Heavy; light; dance-y; overdriven; By Default has something for everyone, but it maintains a consistently high energy throughout. Riff-based rockers like “Killer” and “Embers” take advantage of dissonance and dynamic juxtaposition to fuel their fires, whereas the darker “Erounds” and standout track “So Good” employ forward-driving dance beats to keep listeners engaged and on their feet.

A mindfulness toward melody is present from album opener “Black Magic” to closer “Something,” but melody serves different purposes in these contrasting songs. In a successful attempt to turn listeners’ heads and engage us early on, “Black Magic” features a catchy singalong chorus that can all too easily get stuck in our heads. Meanwhile, “Something” closes off By Default in a somber, more mellow tone. Singer Russell Marsden’s deft vocal lines are complex, flowing up and down in perfect synchrony with singer/bassist Emma Richardson’s bass. “Something” is a lullaby and a drone, and as such its melodies are calming and drawn out.

On basis of description alone, By Default must sound like a record that is all over the place – a little dancing here, a little hard rock there. Such is not the case: The record is extraordinarily cohesive, as Band of Skulls retain a trademark sound throughout. It’s a testament to the variety of music that can come from different configurations of the same instruments. One must commend the guitarist who knows when to play rhythm, when to play lead, and when to be a true background noise: The band’s maturity is highly evident in the way each member approaches his or her respective instrument(s).

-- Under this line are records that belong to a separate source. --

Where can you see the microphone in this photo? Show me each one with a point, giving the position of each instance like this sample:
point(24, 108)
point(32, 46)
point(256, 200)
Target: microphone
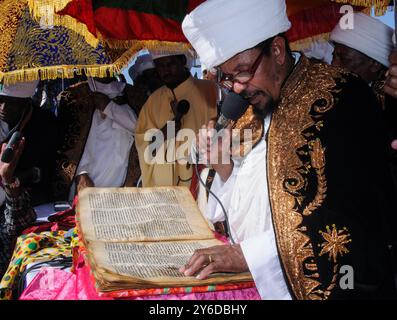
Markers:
point(232, 109)
point(182, 109)
point(8, 153)
point(29, 176)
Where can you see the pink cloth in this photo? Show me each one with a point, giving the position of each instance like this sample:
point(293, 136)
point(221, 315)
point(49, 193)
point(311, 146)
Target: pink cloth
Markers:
point(56, 284)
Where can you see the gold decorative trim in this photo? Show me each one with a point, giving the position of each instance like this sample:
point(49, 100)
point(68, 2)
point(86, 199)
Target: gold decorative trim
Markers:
point(305, 98)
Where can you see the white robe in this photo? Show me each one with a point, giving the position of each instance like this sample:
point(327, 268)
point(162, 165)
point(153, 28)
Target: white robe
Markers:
point(106, 153)
point(246, 199)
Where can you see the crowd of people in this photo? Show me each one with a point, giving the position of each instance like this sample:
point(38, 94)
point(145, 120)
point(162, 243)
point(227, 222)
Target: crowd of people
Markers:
point(315, 192)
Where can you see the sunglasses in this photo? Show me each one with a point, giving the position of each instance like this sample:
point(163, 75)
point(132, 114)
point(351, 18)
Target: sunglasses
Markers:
point(227, 80)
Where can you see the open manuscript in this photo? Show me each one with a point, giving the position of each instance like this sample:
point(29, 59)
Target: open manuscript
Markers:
point(139, 237)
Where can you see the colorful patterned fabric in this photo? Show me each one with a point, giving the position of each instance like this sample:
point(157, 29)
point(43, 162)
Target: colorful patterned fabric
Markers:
point(36, 43)
point(33, 248)
point(79, 286)
point(16, 215)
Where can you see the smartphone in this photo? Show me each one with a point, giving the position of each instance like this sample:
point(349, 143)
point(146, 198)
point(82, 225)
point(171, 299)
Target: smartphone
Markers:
point(61, 206)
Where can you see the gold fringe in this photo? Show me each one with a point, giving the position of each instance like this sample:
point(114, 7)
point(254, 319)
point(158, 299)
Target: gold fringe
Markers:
point(45, 12)
point(380, 6)
point(101, 71)
point(300, 45)
point(10, 14)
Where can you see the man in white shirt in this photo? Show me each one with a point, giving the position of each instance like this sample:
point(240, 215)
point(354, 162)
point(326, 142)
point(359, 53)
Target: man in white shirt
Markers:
point(98, 148)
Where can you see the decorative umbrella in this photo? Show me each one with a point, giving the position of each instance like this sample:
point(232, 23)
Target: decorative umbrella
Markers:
point(156, 24)
point(134, 25)
point(35, 44)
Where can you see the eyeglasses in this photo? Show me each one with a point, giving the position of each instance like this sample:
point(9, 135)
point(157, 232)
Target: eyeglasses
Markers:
point(227, 80)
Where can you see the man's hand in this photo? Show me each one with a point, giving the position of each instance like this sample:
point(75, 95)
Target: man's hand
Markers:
point(83, 181)
point(217, 154)
point(100, 100)
point(228, 258)
point(7, 169)
point(391, 80)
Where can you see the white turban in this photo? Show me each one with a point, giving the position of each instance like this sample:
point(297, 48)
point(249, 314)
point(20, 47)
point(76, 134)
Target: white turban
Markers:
point(220, 29)
point(143, 62)
point(20, 90)
point(369, 36)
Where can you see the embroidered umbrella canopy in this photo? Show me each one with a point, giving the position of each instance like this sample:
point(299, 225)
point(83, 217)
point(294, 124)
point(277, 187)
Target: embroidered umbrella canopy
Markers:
point(35, 43)
point(133, 24)
point(156, 24)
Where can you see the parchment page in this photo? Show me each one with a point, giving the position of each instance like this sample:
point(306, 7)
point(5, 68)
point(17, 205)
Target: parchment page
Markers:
point(140, 214)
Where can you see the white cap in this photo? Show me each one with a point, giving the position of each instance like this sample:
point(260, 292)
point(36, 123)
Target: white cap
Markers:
point(142, 63)
point(20, 90)
point(220, 29)
point(369, 36)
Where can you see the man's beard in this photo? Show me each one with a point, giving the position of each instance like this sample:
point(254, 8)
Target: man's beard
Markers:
point(261, 111)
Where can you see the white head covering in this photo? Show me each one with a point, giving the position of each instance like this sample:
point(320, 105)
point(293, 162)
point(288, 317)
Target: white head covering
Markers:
point(220, 29)
point(369, 36)
point(142, 63)
point(157, 54)
point(321, 50)
point(20, 90)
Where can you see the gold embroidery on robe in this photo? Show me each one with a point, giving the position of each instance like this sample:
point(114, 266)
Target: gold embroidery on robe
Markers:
point(305, 98)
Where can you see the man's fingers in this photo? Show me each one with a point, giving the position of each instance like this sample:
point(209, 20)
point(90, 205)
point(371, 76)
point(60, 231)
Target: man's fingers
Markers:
point(19, 149)
point(394, 145)
point(197, 256)
point(390, 91)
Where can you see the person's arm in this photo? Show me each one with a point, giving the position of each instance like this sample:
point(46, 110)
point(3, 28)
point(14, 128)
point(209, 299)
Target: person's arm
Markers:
point(18, 213)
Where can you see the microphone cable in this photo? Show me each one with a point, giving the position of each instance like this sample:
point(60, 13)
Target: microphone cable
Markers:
point(227, 224)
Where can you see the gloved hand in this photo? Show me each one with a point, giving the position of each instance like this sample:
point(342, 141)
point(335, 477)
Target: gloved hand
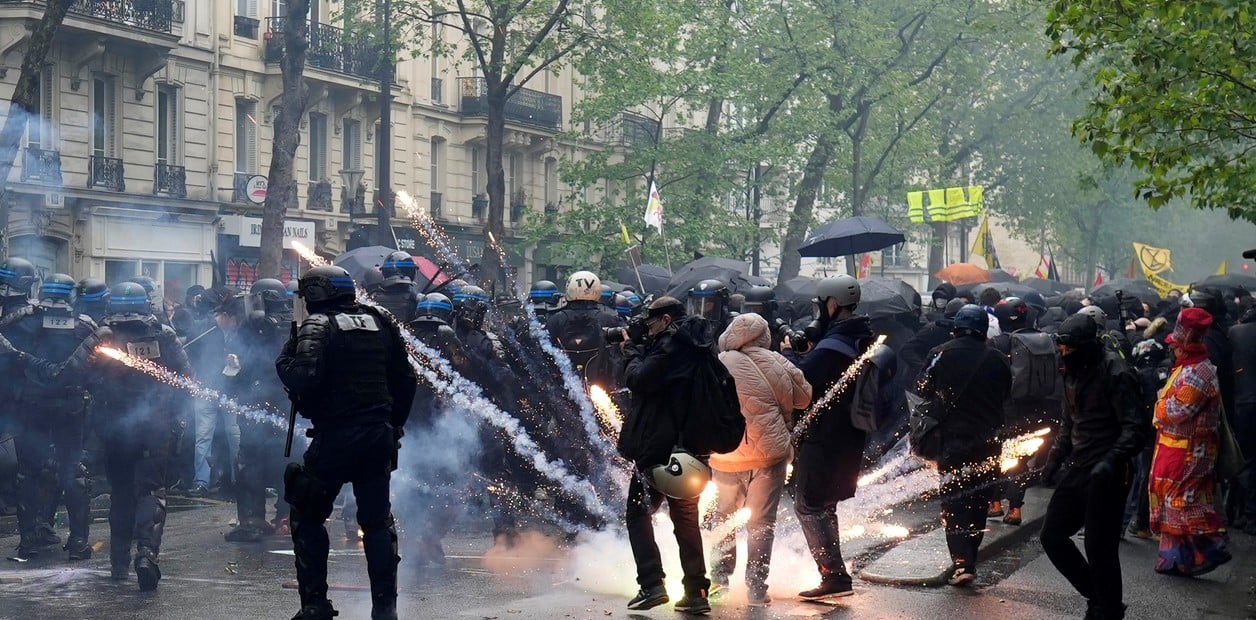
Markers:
point(1103, 470)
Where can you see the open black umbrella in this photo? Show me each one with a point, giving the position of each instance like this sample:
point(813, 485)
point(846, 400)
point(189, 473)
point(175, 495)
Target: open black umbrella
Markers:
point(884, 296)
point(849, 236)
point(1141, 289)
point(653, 277)
point(732, 272)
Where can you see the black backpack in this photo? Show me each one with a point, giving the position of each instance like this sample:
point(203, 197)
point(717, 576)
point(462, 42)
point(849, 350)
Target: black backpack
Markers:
point(712, 422)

Such creativity also leads one to wonder how Band of Skulls, who for seven years now have crafted music with guitar, drums, bass, and vocals, might take their music to another level by incorporating more outside instruments. There’s hints of additional instrumentation in By Default here and there, an exciting change in the band’s narrative to-date that promises more experimentation to come.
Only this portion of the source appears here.